The High Point neighborhoods working with GHPFA are Burns Hill, Washington Street, Highland Mills, and West End. Representatives from each area are board members, along with a wide variety of community leaders. Recently, the organization held a “Walk to the Store” to demonstrate what it would take for a person in the Highland Mills neighborhood without transportation to walk to the closest store, the Walmart on South Main Street. The route has no sidewalks and crosses Business 85.

“Many of the people that we work with are one car repair bill away from walking,” Vierling explained. “When you have to walk to the store, you have a limit on how much food you can carry, so that means multiple trips each week.”

GHPFA built an app with information about food pantries, backpack programs, community gardens, hot meals, and feeding sites at Guilford County Schools. “The app is location-based, so it will not only show you the food pantry closest to you, but the hours that it is open, and what requirements might be needed,” Vierling said. “We also have emergency assistance, financial assistance, and shelters as resources on the app.”

According to Feeding America, before the COVID-19 pandemic began, food insecurity in the United States was at its lowest rate in more than 20 years. When it measured food insecurity in Guilford County, the overall rate was 13.1 percent in 2019. As a result of the pandemic, the organization projects that number has risen to 15.1 percent in 2021.

Vierling said he’s seeing benefits like the earned income tax credit, expanded child tax payments, and pandemic EBT (P-EBT) making a difference for High Point families, along with the work GHPFA is doing. The organization has work teams that take on the food insecurity issue such as food access, education, nutrition, urban agriculture, seniors, and policy.

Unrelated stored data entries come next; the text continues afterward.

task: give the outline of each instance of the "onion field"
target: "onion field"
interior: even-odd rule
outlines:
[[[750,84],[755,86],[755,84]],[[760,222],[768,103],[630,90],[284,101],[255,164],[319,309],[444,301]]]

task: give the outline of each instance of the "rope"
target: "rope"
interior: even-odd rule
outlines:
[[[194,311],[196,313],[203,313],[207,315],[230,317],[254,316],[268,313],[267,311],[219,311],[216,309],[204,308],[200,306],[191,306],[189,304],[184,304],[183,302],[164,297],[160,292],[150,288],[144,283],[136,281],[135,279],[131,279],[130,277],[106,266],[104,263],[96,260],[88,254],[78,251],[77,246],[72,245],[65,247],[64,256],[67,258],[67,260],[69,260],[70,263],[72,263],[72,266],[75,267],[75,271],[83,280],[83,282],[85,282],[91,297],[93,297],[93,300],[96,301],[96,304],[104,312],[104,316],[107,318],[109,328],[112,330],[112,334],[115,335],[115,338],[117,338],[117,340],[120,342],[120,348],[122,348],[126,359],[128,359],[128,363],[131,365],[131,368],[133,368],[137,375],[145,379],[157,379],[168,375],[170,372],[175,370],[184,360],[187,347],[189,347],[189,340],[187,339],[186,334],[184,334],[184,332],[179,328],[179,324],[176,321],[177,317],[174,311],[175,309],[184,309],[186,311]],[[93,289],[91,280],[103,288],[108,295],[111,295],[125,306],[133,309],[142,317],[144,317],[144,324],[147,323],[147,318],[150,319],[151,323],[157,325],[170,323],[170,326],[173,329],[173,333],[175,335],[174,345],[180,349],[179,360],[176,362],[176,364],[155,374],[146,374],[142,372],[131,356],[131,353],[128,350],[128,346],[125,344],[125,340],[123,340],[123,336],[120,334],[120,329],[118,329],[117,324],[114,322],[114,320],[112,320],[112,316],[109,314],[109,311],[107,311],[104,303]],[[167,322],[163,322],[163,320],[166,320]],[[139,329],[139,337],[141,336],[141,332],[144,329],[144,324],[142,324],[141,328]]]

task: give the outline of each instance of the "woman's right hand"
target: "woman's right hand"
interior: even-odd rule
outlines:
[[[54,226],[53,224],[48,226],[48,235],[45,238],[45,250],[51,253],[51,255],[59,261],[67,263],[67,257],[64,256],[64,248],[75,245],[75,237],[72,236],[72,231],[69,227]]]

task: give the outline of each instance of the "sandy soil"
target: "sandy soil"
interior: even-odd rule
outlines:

Like Ready for School, Ready for Life (Ready Ready), GHPFA focuses on connecting programs, resources, and community members to break down silos and solve problems. “Our work overlaps with Ready Ready and we’re happy to be partners. We recently had some conversations about the work Ready Ready is doing with pediatric offices. It’s so important to recognize the impact of food insecurity on health,” Vierling said. “One of the things I love about Ready Ready is that it’s trying to wrap these services around people, around young children, and get them ready for school and ready for life.”

Vierling says GHPFA’s approach can be summed up in three words: empower, unify, and sustain. “We give people a voice who’ve never had one. We bring people together and give them the tools they need to solve problems,” he said. “We create sustainability through food education, urban agriculture, and leadership programs.”